Columns and E-Zine Editor Kelly Sage writes, “I first read Waiting for Birdy while searching for companionship in the throes of toddlerhood. The second time, I needed another mother’s story while I was waiting for my own Birdy. Both times I neglected anything needing my attention and found solace in the reading experience. Waiting for Birdy is a memoir that chronicles the seasons of anticipation and delivery, and considers what the addition of a second child brings to a family. Filled with humor, raw truth, motherhood musings and fears, Catherine Newman’s style, similar to that of Anne Lamott, illuminates the gifts and challenges of being a mother.”
Karna Converse, Blog Co-Editor, shares, “Writing about mothers, grandmothers, women, and family is a common theme in Amy Tan’s work. Although she’s probably best known as the author of The Joy Luck Club, The Kitchen God’s Wife, and the newly-released The Valley of Amazement, the book I identified with most is her nonfiction musings, The Opposite of Fate.

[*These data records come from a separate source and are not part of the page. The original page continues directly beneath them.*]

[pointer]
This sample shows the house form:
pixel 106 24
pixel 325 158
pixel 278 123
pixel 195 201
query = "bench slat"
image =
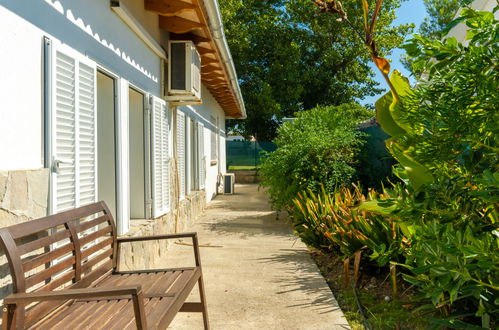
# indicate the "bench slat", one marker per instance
pixel 94 235
pixel 96 259
pixel 47 257
pixel 43 242
pixel 49 272
pixel 43 224
pixel 87 252
pixel 91 223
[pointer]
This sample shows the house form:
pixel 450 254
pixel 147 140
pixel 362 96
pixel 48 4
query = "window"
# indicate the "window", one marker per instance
pixel 181 146
pixel 202 157
pixel 160 157
pixel 214 144
pixel 72 130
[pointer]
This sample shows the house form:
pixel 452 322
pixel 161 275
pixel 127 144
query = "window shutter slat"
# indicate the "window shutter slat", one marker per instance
pixel 161 166
pixel 181 152
pixel 73 130
pixel 201 158
pixel 87 146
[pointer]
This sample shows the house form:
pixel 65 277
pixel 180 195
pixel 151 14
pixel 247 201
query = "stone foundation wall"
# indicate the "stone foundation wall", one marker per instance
pixel 151 254
pixel 23 197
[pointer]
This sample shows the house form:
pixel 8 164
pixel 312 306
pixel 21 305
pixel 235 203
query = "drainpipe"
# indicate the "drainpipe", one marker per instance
pixel 216 27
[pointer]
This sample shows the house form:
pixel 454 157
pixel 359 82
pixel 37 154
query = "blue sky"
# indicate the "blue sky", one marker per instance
pixel 411 11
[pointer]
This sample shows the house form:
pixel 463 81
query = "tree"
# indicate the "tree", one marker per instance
pixel 440 14
pixel 290 59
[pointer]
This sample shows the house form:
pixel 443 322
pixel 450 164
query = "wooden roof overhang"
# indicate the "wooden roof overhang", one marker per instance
pixel 188 20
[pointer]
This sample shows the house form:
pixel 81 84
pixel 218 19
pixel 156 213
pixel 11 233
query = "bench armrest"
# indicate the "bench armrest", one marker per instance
pixel 17 298
pixel 135 292
pixel 156 237
pixel 194 237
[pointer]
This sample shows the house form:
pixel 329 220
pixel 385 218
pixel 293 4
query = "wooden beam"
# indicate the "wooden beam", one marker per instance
pixel 215 82
pixel 189 36
pixel 208 61
pixel 178 24
pixel 212 68
pixel 168 7
pixel 212 75
pixel 205 50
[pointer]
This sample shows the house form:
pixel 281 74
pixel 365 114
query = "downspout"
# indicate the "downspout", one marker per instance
pixel 216 27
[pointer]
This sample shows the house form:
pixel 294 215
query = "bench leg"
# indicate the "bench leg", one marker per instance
pixel 203 303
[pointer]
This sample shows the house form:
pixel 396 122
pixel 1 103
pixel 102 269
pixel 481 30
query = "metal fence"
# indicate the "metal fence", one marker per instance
pixel 247 153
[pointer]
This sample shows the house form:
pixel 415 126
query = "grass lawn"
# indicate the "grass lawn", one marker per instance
pixel 243 167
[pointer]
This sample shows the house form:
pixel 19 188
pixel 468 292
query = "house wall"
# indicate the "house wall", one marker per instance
pixel 203 113
pixel 93 29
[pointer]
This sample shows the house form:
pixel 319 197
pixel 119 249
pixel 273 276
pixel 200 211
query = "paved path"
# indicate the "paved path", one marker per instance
pixel 257 275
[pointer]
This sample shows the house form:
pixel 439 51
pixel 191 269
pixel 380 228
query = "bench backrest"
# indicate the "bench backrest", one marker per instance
pixel 69 249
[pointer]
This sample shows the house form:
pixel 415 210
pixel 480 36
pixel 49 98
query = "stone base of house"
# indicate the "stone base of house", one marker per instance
pixel 23 197
pixel 151 254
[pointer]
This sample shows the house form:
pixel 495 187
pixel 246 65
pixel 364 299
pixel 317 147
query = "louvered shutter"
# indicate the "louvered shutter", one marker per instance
pixel 72 128
pixel 160 158
pixel 181 151
pixel 202 157
pixel 189 159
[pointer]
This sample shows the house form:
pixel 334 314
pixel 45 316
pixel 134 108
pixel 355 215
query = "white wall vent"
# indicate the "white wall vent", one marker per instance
pixel 184 73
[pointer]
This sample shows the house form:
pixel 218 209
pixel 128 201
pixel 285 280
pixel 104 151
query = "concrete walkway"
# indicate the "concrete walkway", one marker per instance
pixel 257 275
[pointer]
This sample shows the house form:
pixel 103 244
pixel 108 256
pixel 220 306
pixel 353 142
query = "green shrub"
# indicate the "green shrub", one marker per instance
pixel 332 222
pixel 445 138
pixel 318 148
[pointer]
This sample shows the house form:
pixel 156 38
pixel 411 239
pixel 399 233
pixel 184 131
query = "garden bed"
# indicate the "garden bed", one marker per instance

Part short reflections and part previously published essays, Tan’s book takes readers on a journey that begins with her childhood and ends with her fight against Lyme disease in 2001. Tan’s musings cover a variety of topics, but each is built around the relationship a mother has with her daughter. In the introduction, she writes, ‘While I never intended for the pieces in this current nonfiction book to explain my fiction, they do.'”

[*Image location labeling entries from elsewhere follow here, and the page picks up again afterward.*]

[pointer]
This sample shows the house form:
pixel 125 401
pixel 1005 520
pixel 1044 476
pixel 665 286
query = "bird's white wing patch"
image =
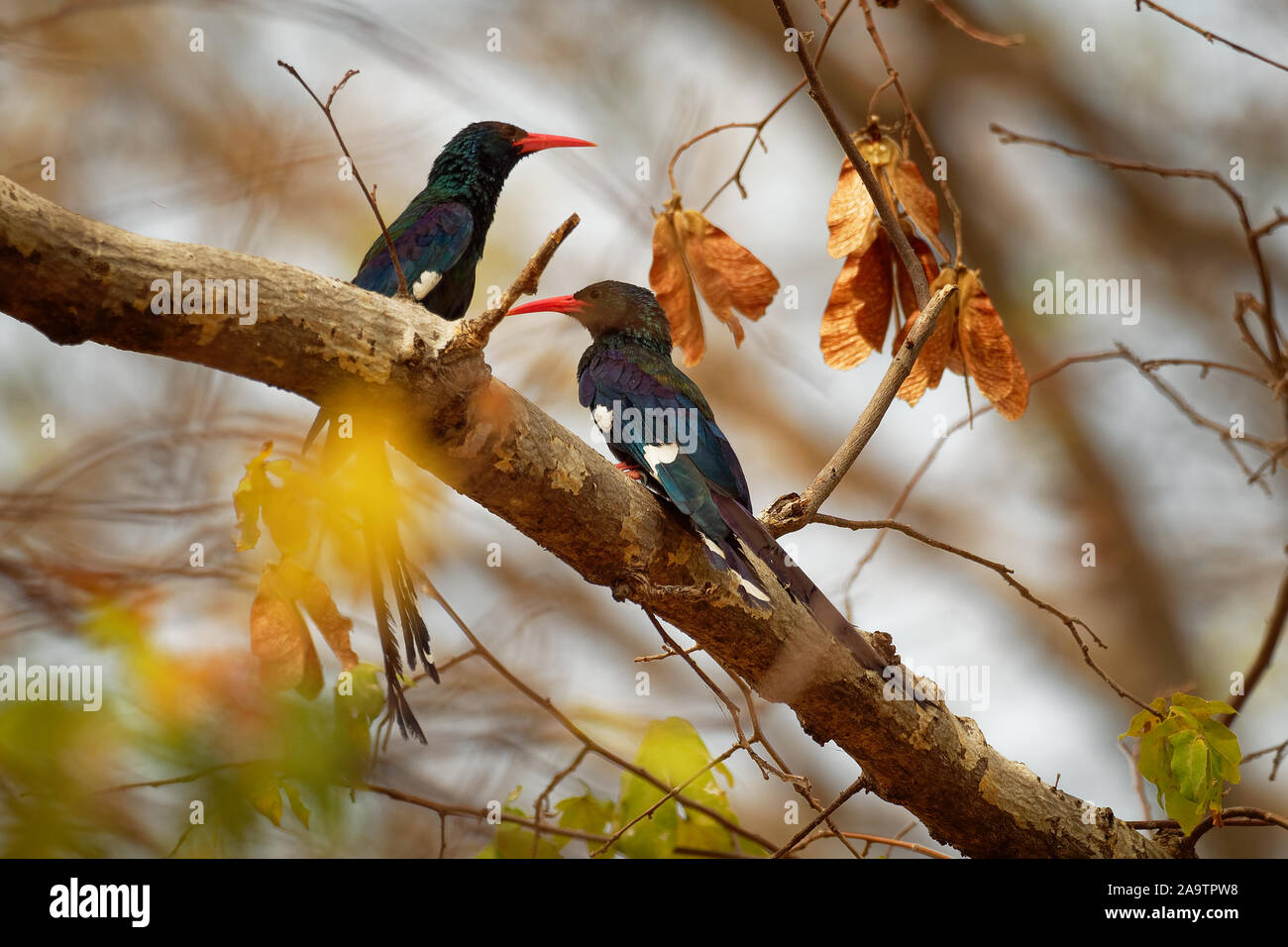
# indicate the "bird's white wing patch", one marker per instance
pixel 754 590
pixel 428 281
pixel 751 587
pixel 656 455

Avery Fischer Udagawa, “Four Worlds” Columnist, recommends a powerful pair: “One could not find two mothers more different than those of the main characters in Between Shades of Gray and Out of the Easy, the first and second novels by Ruta Sepetys. Between Shades of Gray tells of a Lithuanian teen deported under the Soviet occupation in 1941, who survives because of the heroic sacrifices of her mother. Out of the Easy features a girl desperate to escape her mother, a prostitute in the French Quarter of New Orleans in 1950. Author Sepetys was knighted by the President of Lithuania for Between Shades of Gray and is not welcome in Russia. She tangled with the mob to write Out of the Easy. These two portraits of young women and their mothers are hard-won, important, and impossible to put down.”

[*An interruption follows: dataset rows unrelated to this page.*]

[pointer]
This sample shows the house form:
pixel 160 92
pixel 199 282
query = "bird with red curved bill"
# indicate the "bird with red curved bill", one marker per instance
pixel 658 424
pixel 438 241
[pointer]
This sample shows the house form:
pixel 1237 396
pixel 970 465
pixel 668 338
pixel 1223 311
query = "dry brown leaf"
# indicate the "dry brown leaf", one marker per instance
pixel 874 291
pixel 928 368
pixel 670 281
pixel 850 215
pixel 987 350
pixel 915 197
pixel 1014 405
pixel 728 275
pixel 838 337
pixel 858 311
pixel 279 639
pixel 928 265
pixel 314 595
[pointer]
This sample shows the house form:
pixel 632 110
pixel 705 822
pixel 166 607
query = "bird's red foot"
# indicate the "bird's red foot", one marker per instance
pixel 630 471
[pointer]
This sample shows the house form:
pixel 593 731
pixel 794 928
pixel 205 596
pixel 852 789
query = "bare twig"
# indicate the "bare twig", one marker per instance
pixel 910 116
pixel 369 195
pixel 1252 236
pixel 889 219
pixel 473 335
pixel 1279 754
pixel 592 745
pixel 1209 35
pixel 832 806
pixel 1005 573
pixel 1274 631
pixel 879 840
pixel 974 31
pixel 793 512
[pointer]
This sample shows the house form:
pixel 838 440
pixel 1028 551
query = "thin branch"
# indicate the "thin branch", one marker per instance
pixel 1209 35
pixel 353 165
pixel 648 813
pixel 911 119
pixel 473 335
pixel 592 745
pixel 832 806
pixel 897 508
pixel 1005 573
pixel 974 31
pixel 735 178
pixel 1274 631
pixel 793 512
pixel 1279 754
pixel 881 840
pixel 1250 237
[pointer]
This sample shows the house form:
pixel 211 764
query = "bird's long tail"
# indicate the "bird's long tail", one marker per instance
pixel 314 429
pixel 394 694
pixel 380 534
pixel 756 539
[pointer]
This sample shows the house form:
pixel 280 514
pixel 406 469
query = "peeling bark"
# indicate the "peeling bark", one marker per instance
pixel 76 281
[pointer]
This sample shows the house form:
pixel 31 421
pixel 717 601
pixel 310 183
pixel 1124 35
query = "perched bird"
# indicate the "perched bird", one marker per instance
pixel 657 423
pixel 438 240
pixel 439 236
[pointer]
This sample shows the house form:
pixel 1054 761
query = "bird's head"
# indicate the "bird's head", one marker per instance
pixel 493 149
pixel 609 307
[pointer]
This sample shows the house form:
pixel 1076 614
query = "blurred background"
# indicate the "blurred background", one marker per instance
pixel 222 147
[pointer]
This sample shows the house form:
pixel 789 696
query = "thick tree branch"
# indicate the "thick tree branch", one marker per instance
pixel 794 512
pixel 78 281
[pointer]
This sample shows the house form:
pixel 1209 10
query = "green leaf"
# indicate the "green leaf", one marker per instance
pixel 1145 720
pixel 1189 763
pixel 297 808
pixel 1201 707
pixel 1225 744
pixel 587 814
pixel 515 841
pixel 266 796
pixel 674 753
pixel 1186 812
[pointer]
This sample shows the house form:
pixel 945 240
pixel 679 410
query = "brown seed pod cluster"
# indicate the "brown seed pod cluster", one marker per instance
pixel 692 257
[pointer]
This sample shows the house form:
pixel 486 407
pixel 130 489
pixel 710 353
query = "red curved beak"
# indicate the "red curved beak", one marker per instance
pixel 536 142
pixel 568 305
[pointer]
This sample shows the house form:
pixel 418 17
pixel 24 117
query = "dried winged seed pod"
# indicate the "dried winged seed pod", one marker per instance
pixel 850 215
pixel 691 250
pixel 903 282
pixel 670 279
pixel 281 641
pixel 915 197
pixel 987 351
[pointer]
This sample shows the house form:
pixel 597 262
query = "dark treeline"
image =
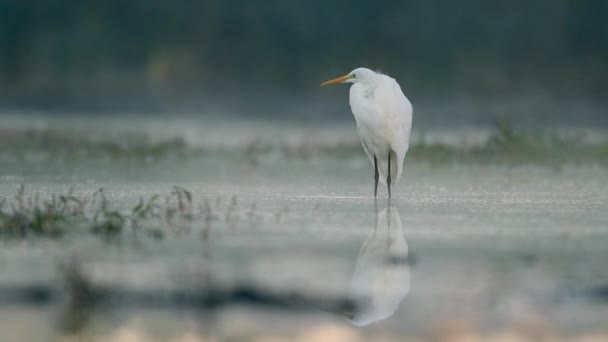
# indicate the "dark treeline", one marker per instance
pixel 62 50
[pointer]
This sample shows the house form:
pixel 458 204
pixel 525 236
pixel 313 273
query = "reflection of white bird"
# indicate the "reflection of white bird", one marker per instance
pixel 382 274
pixel 384 120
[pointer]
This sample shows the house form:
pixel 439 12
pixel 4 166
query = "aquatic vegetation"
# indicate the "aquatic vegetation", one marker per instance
pixel 24 216
pixel 505 144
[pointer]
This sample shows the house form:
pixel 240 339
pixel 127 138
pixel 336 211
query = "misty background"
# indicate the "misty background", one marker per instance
pixel 469 61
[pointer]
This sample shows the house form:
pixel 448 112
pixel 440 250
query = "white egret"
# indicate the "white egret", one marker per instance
pixel 384 120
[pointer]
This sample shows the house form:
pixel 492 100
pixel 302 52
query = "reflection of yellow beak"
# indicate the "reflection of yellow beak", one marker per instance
pixel 336 80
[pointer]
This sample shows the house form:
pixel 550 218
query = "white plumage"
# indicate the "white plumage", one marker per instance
pixel 384 120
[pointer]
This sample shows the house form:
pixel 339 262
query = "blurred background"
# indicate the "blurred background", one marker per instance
pixel 173 168
pixel 465 62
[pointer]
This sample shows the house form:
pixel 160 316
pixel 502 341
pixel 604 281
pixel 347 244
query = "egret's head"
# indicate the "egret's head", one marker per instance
pixel 359 75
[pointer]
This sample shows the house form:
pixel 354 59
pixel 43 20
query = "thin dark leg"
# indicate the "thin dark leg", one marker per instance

Editor-in-Chief Caroline Grant provides the varicolored icing for our Mother’s Day cake: “Strangely, none of the books I’ve read recently have mothers in them, so I went to my bookshelf to look over some of my old favorites and was reminded of a book that was compiled by my predecessors here, Amy Hudock and Andi Buchanan: Literary Mama: Reading for the Maternally Inclined. This anthology, which came out just around the time I joined the editorial board, collects some of the very best writing from the journal’s first couple of years. It’s fun to go back and read great stories like Cassie Premo Steele’s “Chocolate,” and Suzanne Kamata’s “Gan;” poetry by longtime columnist Ona Gritz or terrific essays like Nicole Cooley’s “Thirteen Ways of Looking at Being a Mother and a Poet” and Joanne Hartman’s “Evolution of a Muse.” The pieces are still archived here on the site, of course, but it’s far cozier to curl up with the book, which is one way I plan to celebrate Mother’s Day this year.”